New publication: De-duplicating patient records from three independent data sources reveals the incidence of rare neuromuscular disorders in Germany
Patients with long-term, complex conditions like neuromuscular diseases may receive diagnosis, care and treatment in several different centres, each of which then holds an individual piece of the patient’s complete medical record. These records must be kept confidential to protect the patient’s privacy, but these important privacy restrictions also make it more challenging to link different datasets on the same patient for research purposes or indeed to uncover the precise number of patients affected by a particular condition, since it is not possible to establish whether an individual patient is being counted one or multiple times. A new publication by König et al provides an interesting demonstration of techniques for de-duplicating such patient records using a computational method that involves the creation of a non-identifying hash code for each patient record and thus does not require the patient’s identity to be revealed. This approach was able to reliably identify duplicate records where patients appeared in more than one database and thus to enable a more precise estimation of the incidence of DMD and SMA in Germany.

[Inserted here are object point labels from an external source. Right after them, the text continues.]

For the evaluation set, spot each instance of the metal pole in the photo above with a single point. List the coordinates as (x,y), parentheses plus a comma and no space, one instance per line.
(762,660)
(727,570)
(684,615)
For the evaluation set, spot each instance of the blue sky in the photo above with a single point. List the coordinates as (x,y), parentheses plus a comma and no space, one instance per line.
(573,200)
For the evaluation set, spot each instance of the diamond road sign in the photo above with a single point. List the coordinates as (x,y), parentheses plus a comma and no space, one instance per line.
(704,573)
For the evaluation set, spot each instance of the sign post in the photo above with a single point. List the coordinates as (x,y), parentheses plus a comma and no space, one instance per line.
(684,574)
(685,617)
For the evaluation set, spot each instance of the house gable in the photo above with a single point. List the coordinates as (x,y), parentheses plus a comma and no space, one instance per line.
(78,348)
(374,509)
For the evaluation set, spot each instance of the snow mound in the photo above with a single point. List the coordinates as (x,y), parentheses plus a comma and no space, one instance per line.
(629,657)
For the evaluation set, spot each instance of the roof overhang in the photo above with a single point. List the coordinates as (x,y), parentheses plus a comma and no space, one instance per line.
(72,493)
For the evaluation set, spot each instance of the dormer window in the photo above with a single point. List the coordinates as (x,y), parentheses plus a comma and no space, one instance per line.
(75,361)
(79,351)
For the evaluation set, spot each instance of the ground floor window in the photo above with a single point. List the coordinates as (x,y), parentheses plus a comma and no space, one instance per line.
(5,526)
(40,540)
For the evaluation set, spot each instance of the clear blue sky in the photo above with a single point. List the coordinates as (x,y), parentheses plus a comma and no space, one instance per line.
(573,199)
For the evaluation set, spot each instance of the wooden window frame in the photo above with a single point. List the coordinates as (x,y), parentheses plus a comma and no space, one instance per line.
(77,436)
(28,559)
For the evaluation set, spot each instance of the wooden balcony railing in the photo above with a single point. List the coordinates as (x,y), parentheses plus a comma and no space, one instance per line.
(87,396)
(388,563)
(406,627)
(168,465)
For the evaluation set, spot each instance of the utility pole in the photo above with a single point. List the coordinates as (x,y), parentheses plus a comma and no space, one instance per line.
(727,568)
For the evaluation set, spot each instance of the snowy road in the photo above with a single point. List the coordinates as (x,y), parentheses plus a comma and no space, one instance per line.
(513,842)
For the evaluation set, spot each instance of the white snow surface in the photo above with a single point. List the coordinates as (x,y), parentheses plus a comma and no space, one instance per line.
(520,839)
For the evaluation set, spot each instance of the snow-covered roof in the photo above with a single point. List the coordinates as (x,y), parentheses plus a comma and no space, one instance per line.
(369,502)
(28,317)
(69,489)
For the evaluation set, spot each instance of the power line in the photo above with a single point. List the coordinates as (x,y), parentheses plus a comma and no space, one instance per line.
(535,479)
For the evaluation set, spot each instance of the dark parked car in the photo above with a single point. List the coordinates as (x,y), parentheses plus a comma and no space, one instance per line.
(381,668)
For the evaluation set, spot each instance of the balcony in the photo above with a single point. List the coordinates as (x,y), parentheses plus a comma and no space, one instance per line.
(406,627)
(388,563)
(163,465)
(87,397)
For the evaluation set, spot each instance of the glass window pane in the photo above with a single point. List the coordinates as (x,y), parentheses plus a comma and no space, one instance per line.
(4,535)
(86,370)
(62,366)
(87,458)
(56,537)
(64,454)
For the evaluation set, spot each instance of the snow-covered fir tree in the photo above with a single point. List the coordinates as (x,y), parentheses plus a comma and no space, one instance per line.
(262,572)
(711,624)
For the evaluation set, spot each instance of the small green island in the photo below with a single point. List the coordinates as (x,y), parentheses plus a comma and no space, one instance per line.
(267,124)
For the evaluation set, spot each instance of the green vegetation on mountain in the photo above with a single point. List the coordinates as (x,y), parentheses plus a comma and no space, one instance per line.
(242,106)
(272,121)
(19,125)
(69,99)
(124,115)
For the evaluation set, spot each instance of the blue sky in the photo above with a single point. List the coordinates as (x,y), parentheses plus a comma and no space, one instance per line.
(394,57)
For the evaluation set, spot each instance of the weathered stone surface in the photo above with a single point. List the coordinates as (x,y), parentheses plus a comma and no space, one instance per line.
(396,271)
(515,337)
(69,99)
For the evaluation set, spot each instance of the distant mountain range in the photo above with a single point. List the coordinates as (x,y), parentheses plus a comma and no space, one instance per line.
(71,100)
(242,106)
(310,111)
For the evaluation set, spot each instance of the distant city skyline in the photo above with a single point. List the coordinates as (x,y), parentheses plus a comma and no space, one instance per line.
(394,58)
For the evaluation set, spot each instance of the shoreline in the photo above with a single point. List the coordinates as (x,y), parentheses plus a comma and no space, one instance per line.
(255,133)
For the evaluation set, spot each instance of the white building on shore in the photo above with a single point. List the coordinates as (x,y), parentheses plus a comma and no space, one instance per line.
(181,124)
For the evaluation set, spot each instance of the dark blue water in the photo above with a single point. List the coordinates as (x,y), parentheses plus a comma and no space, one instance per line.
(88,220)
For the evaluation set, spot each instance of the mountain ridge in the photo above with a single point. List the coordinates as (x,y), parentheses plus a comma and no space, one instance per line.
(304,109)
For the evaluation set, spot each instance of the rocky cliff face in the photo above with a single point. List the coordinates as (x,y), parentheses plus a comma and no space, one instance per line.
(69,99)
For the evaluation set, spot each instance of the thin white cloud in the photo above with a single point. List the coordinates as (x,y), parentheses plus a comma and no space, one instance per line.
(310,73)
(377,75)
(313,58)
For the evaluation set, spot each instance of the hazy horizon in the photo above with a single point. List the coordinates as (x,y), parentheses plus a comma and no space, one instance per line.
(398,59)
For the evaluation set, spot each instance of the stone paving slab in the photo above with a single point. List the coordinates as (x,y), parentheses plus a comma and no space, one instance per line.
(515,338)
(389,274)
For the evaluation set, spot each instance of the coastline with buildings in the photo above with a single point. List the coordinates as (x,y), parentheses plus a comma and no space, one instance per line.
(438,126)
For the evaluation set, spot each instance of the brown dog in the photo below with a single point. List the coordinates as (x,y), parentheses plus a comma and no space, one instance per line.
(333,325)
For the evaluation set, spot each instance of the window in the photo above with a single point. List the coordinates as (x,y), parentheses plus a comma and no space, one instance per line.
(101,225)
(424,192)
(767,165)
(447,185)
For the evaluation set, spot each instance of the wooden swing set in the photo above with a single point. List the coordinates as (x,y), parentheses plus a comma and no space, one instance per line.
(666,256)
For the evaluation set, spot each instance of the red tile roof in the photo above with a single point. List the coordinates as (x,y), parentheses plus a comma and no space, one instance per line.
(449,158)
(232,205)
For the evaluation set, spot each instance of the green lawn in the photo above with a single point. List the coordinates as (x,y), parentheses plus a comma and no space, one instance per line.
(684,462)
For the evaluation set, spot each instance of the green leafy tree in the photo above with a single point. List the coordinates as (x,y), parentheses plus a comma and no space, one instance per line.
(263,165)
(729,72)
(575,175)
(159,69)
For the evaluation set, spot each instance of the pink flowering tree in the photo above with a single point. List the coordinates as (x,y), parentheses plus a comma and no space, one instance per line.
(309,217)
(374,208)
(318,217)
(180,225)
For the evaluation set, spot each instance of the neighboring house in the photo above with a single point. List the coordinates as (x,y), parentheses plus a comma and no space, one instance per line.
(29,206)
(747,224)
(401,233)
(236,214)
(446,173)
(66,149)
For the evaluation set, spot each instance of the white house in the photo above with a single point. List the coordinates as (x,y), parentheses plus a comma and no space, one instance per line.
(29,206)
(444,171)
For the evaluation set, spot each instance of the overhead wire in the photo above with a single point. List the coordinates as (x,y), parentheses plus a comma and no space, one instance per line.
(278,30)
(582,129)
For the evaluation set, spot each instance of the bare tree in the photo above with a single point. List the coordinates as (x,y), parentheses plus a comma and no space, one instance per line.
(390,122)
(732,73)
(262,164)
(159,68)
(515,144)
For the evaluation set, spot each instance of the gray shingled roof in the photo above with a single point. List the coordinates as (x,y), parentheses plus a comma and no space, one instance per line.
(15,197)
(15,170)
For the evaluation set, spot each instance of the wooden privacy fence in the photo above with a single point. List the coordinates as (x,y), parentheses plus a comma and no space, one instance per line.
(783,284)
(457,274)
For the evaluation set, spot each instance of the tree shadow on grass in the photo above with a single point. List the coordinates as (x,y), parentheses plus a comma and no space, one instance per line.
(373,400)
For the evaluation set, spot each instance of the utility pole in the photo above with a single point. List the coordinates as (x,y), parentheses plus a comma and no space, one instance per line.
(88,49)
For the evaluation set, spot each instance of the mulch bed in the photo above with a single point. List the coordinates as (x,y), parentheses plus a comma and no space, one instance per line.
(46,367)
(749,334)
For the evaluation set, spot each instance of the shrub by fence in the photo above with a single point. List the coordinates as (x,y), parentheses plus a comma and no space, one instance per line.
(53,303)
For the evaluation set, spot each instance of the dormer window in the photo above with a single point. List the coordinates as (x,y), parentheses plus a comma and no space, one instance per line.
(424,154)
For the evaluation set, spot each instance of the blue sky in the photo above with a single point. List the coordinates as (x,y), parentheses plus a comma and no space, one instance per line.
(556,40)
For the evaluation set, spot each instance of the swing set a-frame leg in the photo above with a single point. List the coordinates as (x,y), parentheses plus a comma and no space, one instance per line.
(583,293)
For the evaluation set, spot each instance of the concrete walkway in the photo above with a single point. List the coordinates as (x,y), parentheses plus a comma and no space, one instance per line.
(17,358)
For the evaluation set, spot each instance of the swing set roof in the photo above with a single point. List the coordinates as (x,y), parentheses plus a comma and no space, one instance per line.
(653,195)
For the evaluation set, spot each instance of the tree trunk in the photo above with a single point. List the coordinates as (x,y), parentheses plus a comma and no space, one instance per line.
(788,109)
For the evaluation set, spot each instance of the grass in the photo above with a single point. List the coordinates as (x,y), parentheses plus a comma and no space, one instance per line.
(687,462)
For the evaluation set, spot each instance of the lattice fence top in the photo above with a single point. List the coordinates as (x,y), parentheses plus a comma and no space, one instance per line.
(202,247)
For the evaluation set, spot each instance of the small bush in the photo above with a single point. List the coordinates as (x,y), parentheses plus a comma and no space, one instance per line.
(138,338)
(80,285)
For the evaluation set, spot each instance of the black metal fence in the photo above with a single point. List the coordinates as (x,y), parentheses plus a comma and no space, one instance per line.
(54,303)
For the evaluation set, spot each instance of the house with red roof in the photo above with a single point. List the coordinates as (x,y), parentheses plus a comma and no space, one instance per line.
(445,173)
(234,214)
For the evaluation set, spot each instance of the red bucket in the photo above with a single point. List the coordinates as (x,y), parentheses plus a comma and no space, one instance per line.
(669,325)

Read the full (open access) article at the journal website.
De-duplicating patient records from three independent data sources reveals the incidence of rare neuromuscular disorders in Germany.
König K, Pechmann A, Thiele S, Walter MC, Schorling D, Tassoni A, Lochmüller H, Müller-Reible C, Kirschner J.
Orphanet J Rare Dis. 2019 Jun 24;14(1):152.
DOI: 10.1186/s13023-019-1125-2
Abstract
BACKGROUND:
Estimation of incidence in rare diseases is often challenging due to unspecific and incomplete coding and recording systems. Patient- and health care provider-driven data collections are held with different organizations behind firewalls to protect the privacy of patients. They tend to be fragmented, incomplete and their aggregation leads to further inaccuracies, as the duplicated records cannot easily be identified. We here report about a novel approach to evaluate the incidences of Duchenne muscular dystrophy (DMD) and spinal muscular atrophy (SMA) in Germany.
METHODS:
We performed a retrospective epidemiological study collecting data from patients with dystrophinopathies (DMD and Becker muscular dystrophy) and SMA born between 1995 and 2018. We invited all neuromuscular centers, genetic institutes and the patient registries for DMD and SMA in Germany to participate in the data collection. A novel web-based application for data entry was developed converting patient identifying information into a hash code. Duplicate entries were reliably allocated to the distinct patient.
RESULTS:
We collected 5409 data entries in our web-based database representing 1955 distinct patients with dystrophinopathies and 1287 patients with SMA. 55.0% of distinct patients were found in one of the 3 data sources only, while 32.0% were found in 2, and 13.0% in all 3 data sources. The highest number of SMA patients was reported by genetic testing laboratories, while for DMD the highest number was reported by the clinical specialist centers. After the removal of duplicate records, the highest yearly incidence for DMD was calculated as 2.57:10,000 in 2001 and the highest incidence for SMA as 1.36:10,000 in 2014.
CONCLUSION:
With our novel approach (compliant with data protection regulations), we were able to identify unique patient records and estimate the incidence of DMD and SMA in Germany combining and de-duplicating data from patient registries, genetic institutes, and clinical care centers. Although we combined three different data sources, an unknown number of patients might not have been reported by any of these sources. Therefore, our results reflect the minimal incidence of these diseases.